By the time the wounded were in any state to comprehend what had happened they were minus one prisoner, who appeared to have picked the lock of his shackles, and plus one guard whose throat had been cut.

It was dark, it was cold, it was foggy and, hunched together, the survivors waited until dawn. After all, how could you find a man in darkness?


Stratford was good at speed. Speed was always useful, and he stayed on the road that was just visible in the murk. It didn’t really matter where he went; after all, he knew no one had ever given a description of him that helped. It was a gift to be indescribable.
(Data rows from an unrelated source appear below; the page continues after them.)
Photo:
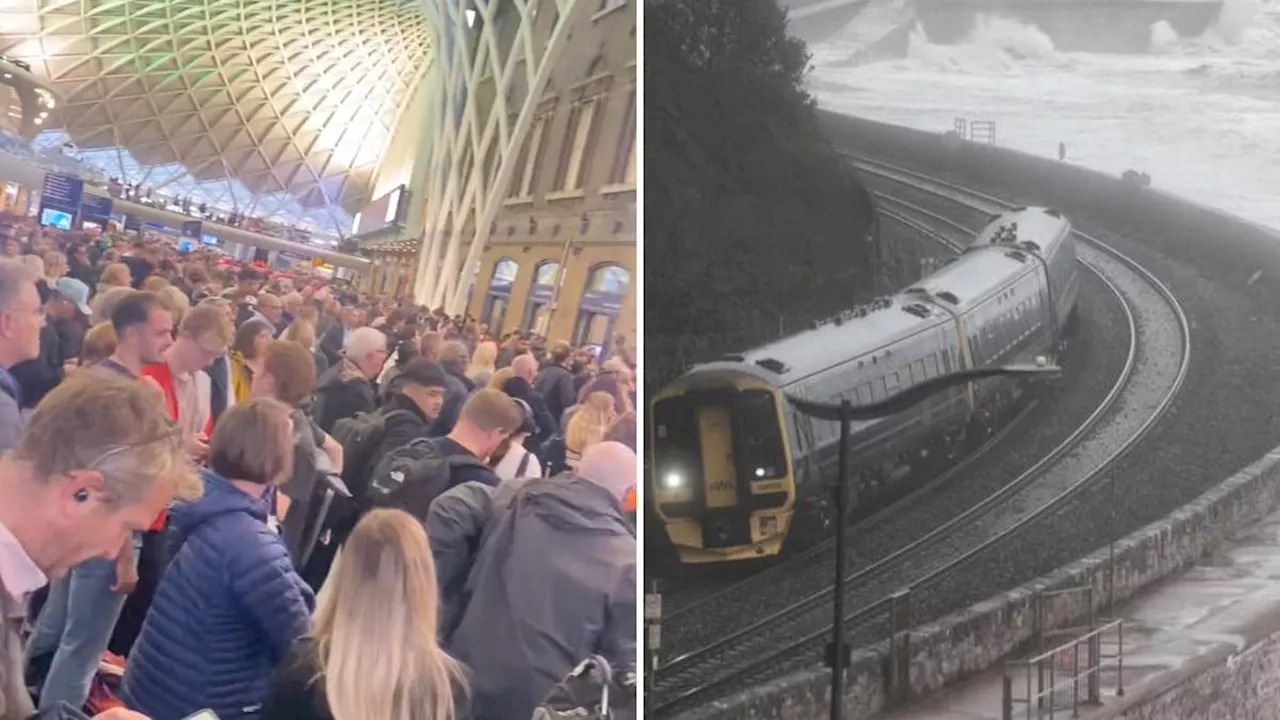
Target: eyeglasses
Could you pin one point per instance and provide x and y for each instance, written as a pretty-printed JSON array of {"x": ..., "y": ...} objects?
[
  {"x": 172, "y": 433},
  {"x": 39, "y": 310}
]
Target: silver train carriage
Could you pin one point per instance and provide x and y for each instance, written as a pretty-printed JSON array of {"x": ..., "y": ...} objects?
[{"x": 735, "y": 469}]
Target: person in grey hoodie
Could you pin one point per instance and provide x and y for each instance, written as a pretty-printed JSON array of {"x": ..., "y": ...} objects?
[
  {"x": 553, "y": 579},
  {"x": 23, "y": 317}
]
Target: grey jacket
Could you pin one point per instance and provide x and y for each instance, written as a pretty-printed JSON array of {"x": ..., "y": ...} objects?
[
  {"x": 14, "y": 701},
  {"x": 10, "y": 422},
  {"x": 553, "y": 582}
]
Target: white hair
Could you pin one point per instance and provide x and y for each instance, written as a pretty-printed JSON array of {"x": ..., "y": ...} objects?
[
  {"x": 13, "y": 276},
  {"x": 362, "y": 341},
  {"x": 35, "y": 263}
]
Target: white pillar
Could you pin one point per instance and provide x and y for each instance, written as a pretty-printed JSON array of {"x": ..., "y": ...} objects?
[{"x": 464, "y": 197}]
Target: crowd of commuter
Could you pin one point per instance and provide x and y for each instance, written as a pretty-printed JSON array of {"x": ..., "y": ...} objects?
[{"x": 269, "y": 496}]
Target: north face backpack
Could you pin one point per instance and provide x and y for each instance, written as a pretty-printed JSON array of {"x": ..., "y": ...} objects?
[
  {"x": 592, "y": 692},
  {"x": 408, "y": 478},
  {"x": 360, "y": 437}
]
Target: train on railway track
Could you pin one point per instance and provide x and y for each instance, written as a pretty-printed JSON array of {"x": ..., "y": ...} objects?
[{"x": 736, "y": 473}]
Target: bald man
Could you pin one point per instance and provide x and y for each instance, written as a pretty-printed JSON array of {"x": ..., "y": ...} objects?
[
  {"x": 521, "y": 387},
  {"x": 557, "y": 566}
]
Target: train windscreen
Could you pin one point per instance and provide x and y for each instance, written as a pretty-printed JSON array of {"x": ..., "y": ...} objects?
[{"x": 759, "y": 438}]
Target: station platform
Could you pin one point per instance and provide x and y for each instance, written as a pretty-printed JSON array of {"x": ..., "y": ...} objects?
[{"x": 1206, "y": 618}]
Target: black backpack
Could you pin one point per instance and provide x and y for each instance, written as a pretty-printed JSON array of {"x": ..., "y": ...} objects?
[
  {"x": 360, "y": 437},
  {"x": 411, "y": 477},
  {"x": 592, "y": 691}
]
After a while, however, he was surprised and delighted to hear a horse trotting along the road behind him. Some brave traveller, he thought, and smiled in the fog and waited. To his further surprise, the horse was reined to a halt a little way from him and the rider slid off. Stratford could barely make out a shape in the shimmering, water-laden air.

‘My word! The famous Mister Stratford,’ said a voice cheerfully, as the stranger strolled towards him. ‘And let me tell you right now, if you make any kind of move you’ll be so dead that the graveyards would have to run backwards.’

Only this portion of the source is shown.